イベント受信: 作業が正常に完了しました。

この「イベントを持つクラス」と「イベントを購読する側」の関係が、 イベントの基本パターンです。

イベントの流れを整理してみる

イベントの4ステップ

  1. delegate 型を定義するcsharppublic delegate void Notify(string message);
  2. event を定義するcsharppublic event Notify OnCompleted;
  3. イベントを発火する(通知する)csharpOnCompleted?.Invoke("完了しました!");
  4. イベントを購読(登録)するcsharpworker.OnCompleted += OnWorkCompleted;

この4ステップを押さえておくと、 イベントのコードがぐっと読みやすくなります。

イベントは複数のメソッドを登録できる

イベントの便利なところは、 複数のメソッドを登録できる ことです。

worker.OnCompleted += msg => Console.WriteLine("A: " + msg);
worker.OnCompleted += msg => Console.WriteLine("B: " + msg);
worker.OnCompleted += msg => Console.WriteLine("C: " + msg);
C#

この状態でイベントが発火すると、

  • A の処理
  • B の処理
  • C の処理

が、登録された順番にすべて呼ばれます。

これは、

「ひとつの出来事に対して、複数の反応をまとめて登録しておける」

というイメージです。

イベントのミニテンプレート

最後に、Day 67 で使える「イベントの基本テンプレート」をまとめておきます。

イベントを持つクラスのテンプレート

public class Something
{
    // イベント用 delegate 型
    public delegate void Notify(string message);

    // イベントの定義
    public event Notify OnHappened;

    public void DoSomething()
    {
        Console.WriteLine("何かの処理をしています…");

        // ここで何かが起きたと仮定
        Console.WriteLine("何かが起きました!");

        // イベント発火
        OnHappened?.Invoke("Something のイベントが発生しました。
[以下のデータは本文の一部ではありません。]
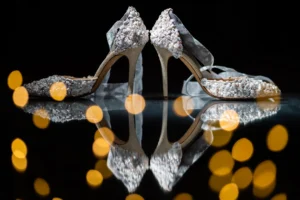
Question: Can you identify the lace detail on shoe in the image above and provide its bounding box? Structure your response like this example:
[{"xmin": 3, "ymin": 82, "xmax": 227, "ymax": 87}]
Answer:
[
  {"xmin": 23, "ymin": 101, "xmax": 94, "ymax": 123},
  {"xmin": 113, "ymin": 7, "xmax": 149, "ymax": 53},
  {"xmin": 201, "ymin": 102, "xmax": 280, "ymax": 125},
  {"xmin": 201, "ymin": 76, "xmax": 281, "ymax": 98},
  {"xmin": 24, "ymin": 75, "xmax": 97, "ymax": 97},
  {"xmin": 150, "ymin": 143, "xmax": 182, "ymax": 191},
  {"xmin": 150, "ymin": 8, "xmax": 183, "ymax": 58},
  {"xmin": 107, "ymin": 145, "xmax": 149, "ymax": 192}
]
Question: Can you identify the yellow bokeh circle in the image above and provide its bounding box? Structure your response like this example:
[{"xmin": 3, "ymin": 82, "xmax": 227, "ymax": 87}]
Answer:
[
  {"xmin": 219, "ymin": 110, "xmax": 240, "ymax": 131},
  {"xmin": 253, "ymin": 160, "xmax": 277, "ymax": 188},
  {"xmin": 219, "ymin": 183, "xmax": 239, "ymax": 200},
  {"xmin": 49, "ymin": 82, "xmax": 67, "ymax": 101},
  {"xmin": 13, "ymin": 86, "xmax": 29, "ymax": 108},
  {"xmin": 232, "ymin": 138, "xmax": 254, "ymax": 162},
  {"xmin": 125, "ymin": 194, "xmax": 144, "ymax": 200},
  {"xmin": 7, "ymin": 70, "xmax": 23, "ymax": 90},
  {"xmin": 267, "ymin": 125, "xmax": 289, "ymax": 152},
  {"xmin": 86, "ymin": 169, "xmax": 103, "ymax": 187},
  {"xmin": 93, "ymin": 138, "xmax": 110, "ymax": 158},
  {"xmin": 32, "ymin": 109, "xmax": 50, "ymax": 129},
  {"xmin": 33, "ymin": 178, "xmax": 50, "ymax": 196},
  {"xmin": 208, "ymin": 150, "xmax": 234, "ymax": 176},
  {"xmin": 11, "ymin": 138, "xmax": 27, "ymax": 158},
  {"xmin": 85, "ymin": 105, "xmax": 103, "ymax": 124},
  {"xmin": 232, "ymin": 167, "xmax": 253, "ymax": 189},
  {"xmin": 125, "ymin": 94, "xmax": 146, "ymax": 115}
]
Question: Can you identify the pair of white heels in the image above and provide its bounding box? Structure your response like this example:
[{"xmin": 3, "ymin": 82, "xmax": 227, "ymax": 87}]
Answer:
[{"xmin": 24, "ymin": 7, "xmax": 281, "ymax": 99}]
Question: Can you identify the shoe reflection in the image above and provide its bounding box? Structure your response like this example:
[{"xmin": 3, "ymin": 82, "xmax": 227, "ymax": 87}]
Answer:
[
  {"xmin": 96, "ymin": 114, "xmax": 149, "ymax": 193},
  {"xmin": 150, "ymin": 101, "xmax": 213, "ymax": 191},
  {"xmin": 23, "ymin": 97, "xmax": 280, "ymax": 193}
]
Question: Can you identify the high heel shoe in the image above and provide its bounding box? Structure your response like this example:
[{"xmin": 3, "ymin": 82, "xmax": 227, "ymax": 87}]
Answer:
[
  {"xmin": 150, "ymin": 9, "xmax": 280, "ymax": 100},
  {"xmin": 24, "ymin": 7, "xmax": 149, "ymax": 97}
]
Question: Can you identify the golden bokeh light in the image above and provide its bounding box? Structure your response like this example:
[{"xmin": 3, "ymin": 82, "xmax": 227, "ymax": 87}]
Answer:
[
  {"xmin": 11, "ymin": 138, "xmax": 27, "ymax": 158},
  {"xmin": 271, "ymin": 193, "xmax": 287, "ymax": 200},
  {"xmin": 202, "ymin": 130, "xmax": 214, "ymax": 145},
  {"xmin": 208, "ymin": 150, "xmax": 234, "ymax": 176},
  {"xmin": 33, "ymin": 178, "xmax": 50, "ymax": 197},
  {"xmin": 253, "ymin": 160, "xmax": 277, "ymax": 188},
  {"xmin": 219, "ymin": 110, "xmax": 240, "ymax": 131},
  {"xmin": 7, "ymin": 70, "xmax": 23, "ymax": 90},
  {"xmin": 49, "ymin": 82, "xmax": 67, "ymax": 101},
  {"xmin": 11, "ymin": 154, "xmax": 27, "ymax": 172},
  {"xmin": 13, "ymin": 86, "xmax": 29, "ymax": 108},
  {"xmin": 267, "ymin": 125, "xmax": 289, "ymax": 152},
  {"xmin": 173, "ymin": 96, "xmax": 195, "ymax": 117},
  {"xmin": 231, "ymin": 138, "xmax": 254, "ymax": 162},
  {"xmin": 95, "ymin": 160, "xmax": 112, "ymax": 179},
  {"xmin": 93, "ymin": 138, "xmax": 110, "ymax": 158},
  {"xmin": 32, "ymin": 109, "xmax": 50, "ymax": 129},
  {"xmin": 232, "ymin": 167, "xmax": 253, "ymax": 189},
  {"xmin": 207, "ymin": 129, "xmax": 232, "ymax": 147},
  {"xmin": 174, "ymin": 193, "xmax": 193, "ymax": 200},
  {"xmin": 219, "ymin": 183, "xmax": 239, "ymax": 200},
  {"xmin": 94, "ymin": 127, "xmax": 115, "ymax": 144},
  {"xmin": 208, "ymin": 173, "xmax": 232, "ymax": 192},
  {"xmin": 85, "ymin": 105, "xmax": 103, "ymax": 124},
  {"xmin": 253, "ymin": 180, "xmax": 276, "ymax": 199},
  {"xmin": 125, "ymin": 94, "xmax": 146, "ymax": 115},
  {"xmin": 94, "ymin": 129, "xmax": 102, "ymax": 140},
  {"xmin": 86, "ymin": 169, "xmax": 103, "ymax": 187},
  {"xmin": 125, "ymin": 194, "xmax": 144, "ymax": 200}
]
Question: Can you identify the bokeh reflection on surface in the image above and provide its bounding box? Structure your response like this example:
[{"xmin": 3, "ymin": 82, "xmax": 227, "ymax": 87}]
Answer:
[{"xmin": 8, "ymin": 76, "xmax": 300, "ymax": 200}]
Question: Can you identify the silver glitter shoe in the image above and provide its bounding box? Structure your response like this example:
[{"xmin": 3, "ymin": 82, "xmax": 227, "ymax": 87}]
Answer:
[
  {"xmin": 150, "ymin": 9, "xmax": 281, "ymax": 100},
  {"xmin": 150, "ymin": 101, "xmax": 209, "ymax": 191},
  {"xmin": 24, "ymin": 7, "xmax": 149, "ymax": 97},
  {"xmin": 96, "ymin": 114, "xmax": 149, "ymax": 193},
  {"xmin": 182, "ymin": 97, "xmax": 281, "ymax": 131}
]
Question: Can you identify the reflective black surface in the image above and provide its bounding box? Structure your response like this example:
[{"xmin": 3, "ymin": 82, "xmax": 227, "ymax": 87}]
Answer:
[{"xmin": 9, "ymin": 95, "xmax": 300, "ymax": 199}]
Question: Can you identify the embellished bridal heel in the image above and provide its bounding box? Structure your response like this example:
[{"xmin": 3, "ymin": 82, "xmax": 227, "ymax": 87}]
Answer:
[
  {"xmin": 150, "ymin": 9, "xmax": 281, "ymax": 100},
  {"xmin": 24, "ymin": 7, "xmax": 149, "ymax": 97}
]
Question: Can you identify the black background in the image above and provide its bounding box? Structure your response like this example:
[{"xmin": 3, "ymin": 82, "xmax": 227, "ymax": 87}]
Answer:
[
  {"xmin": 7, "ymin": 1, "xmax": 299, "ymax": 94},
  {"xmin": 7, "ymin": 1, "xmax": 299, "ymax": 199}
]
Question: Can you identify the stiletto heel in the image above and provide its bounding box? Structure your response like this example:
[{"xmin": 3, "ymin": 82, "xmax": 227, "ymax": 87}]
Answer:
[
  {"xmin": 150, "ymin": 9, "xmax": 281, "ymax": 100},
  {"xmin": 24, "ymin": 7, "xmax": 149, "ymax": 97},
  {"xmin": 155, "ymin": 46, "xmax": 172, "ymax": 98}
]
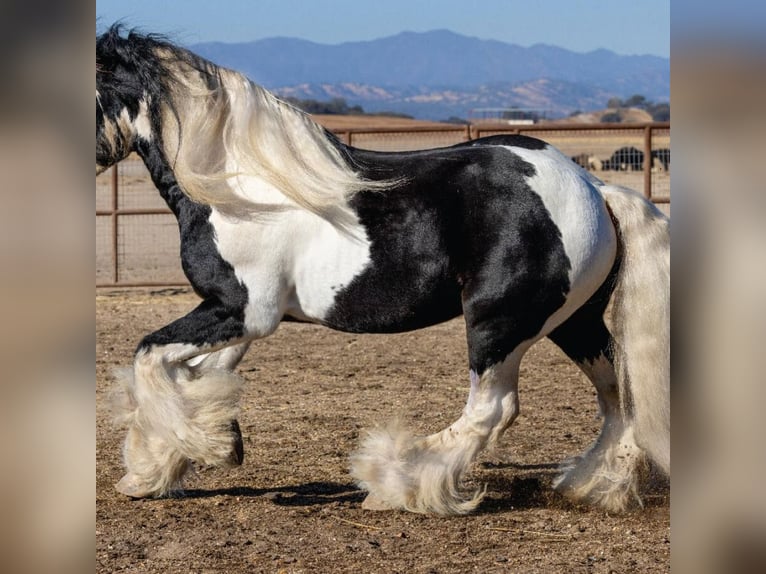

");
    }
}
C#

イベントを購読する側のテンプレート

class Program
{
    static void Main()
    {
        var s = new Something();

        // イベント購読(ラムダ式で登録)
        s.OnHappened += message =>
        {
            Console.WriteLine($"イベント受信: {message}");
        };

        // 処理を実行
        s.DoSomething();
    }
}
C#

delegate と event の関係をもう一度まとめる

delegate

  • 役割: メソッドの型を表す
  • 「こういう形のメソッドを登録できますよ」という宣言
  • 例:public delegate void Notify(string message);

event

  • 役割: delegate を使った通知システム
  • 「登録されたメソッドを安全に呼び出す仕組み」
  • 外部から勝手に発火できない(安全性アップ)
  • += で複数のメソッドを登録できる

イメージ

  • delegate:「招待状のフォーマット」
  • event:「招待状を配って、集まった人たちに一斉に知らせる仕組み」

というようにイメージしてもらうと、 イベントの役割がぐっとつかみやすくなると思います。

Day 67 のまとめ

Day 67 では、

  • イベントとは「何かが起きたときに呼ばれる通知の仕組み」であること
  • delegate は「イベントに登録できるメソッドの型」であること
  • event は「delegate を使った安全な通知システム」であること
  • イベントは複数のメソッドを登録できること
  • イベントの4ステップ(定義 → 発火 → 購読 → 実行)

を、例題コードとともに見てきました。

イベントは、GUI・ゲーム・非同期処理・ライブラリ設計など、 実践的なプログラミングのあらゆる場面で登場する、とても重要な概念です。

ぜひ、

  • 自分でイベントを持つクラスを書いてみる
  • 複数のメソッドをイベントに登録してみる
  • ラムダ式でイベント購読を書いてみる

といった小さな練習を重ねながら、 イベントの仕組みを「自分の武器」として、 少しずつ体に馴染ませていっていただければうれしいです。